The Dungeon Broker could be a businessman without scruples, a crime boss, or perhaps even in some settings, a Dungeon Broker can do just that full-time; dungeon brokering. (Up to you to decide if there's only one Broker in a city or even a setting or if there are many to the point where it is a profession as common as city guard captain or crime boss.)
Now, what is a Dungeon Broker exactly? Simple. In a world filled with clues, old maps and legends to ancient dungeons and other places reportedly full of treasure for those brave enough to go there, the Dungeon Broker is the guy who hands out said maps and clues... for a cut of the final treasure.
Reasons for the Dungeon Broker to not go after the treasures himself can be many. Some possibilities could be (but are certainly not limited to):
- It's more profitable for him to distribute many maps and clues and then collect his share from returning adventurers than it would be to spend his time going into one dungeon after the other.
- He is too busy with his main business to go exploring. Maybe a crime boss doesn't trust his men not to take over if he leaves the city for too long, or maybe he needs all his men for a war against another gang.
- He simply has a distaste for the danger it involves.
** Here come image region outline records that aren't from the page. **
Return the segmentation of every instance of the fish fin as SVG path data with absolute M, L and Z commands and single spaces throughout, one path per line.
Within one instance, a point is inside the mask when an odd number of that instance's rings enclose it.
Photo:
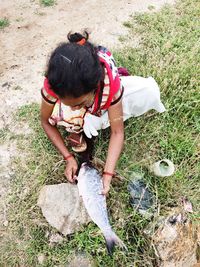
M 106 240 L 106 247 L 108 254 L 112 256 L 114 252 L 115 245 L 118 245 L 120 248 L 128 250 L 124 242 L 112 231 L 109 234 L 104 235 Z

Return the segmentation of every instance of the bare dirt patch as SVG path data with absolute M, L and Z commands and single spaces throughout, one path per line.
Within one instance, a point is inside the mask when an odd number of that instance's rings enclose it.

There are many ways a Dungeon Broker can ensure that the adventurers will give him his share of the treasure once they're back. While some might work with legal contracts, trust and a handshake, or good old coercing, most Dungeon Brokers who aren't spellcasters themselves will want to hire one. The Geas spell is often the most used, and normally adventurers who deal with Dungeon Brokers regularly will come to expect and agree to being put under the spell. If not, that's fine, but the Dungeon Broker will keep his maps and clues for himself. That also means that a Dungeon Broker needs to spend a significant amount of coin in protection to avoid having a group of adventurers just rob him. (Which is no guarantee for stopping such events from happening of course.) When all is said and done, a smart Dungeon Broker NEVER keeps maps and such on himself, and even less in his known place of business where everyone will expect those to be. But not all of them will necessarily be smart.
Broker shares will depend on each Dungeon Broker and each specific setting.
Dungeon Brokers also afford an easy way to offer different possibilities to players while also scaling each place according to the group's average level, if such things matter to you. At first, a Dungeon Broker would not trust his best map to a group he just met, so he'd send them to some unimportant dungeon with perhaps a few worthy items to be possibly brought back. As the adventurers continue doing business with the Broker, he'll trust them with more and more promising locations.
A good way for a DM to use the Broker would be to have many dungeons/adventures ready. The Broker then tells the adventurers what jobs he has available (while leaving enough details vague so the adventurers cannot guess where that would be before making an official deal with the Broker.) Once the players pick one of the adventure hooks, you'll know which dungeon/module to run for them.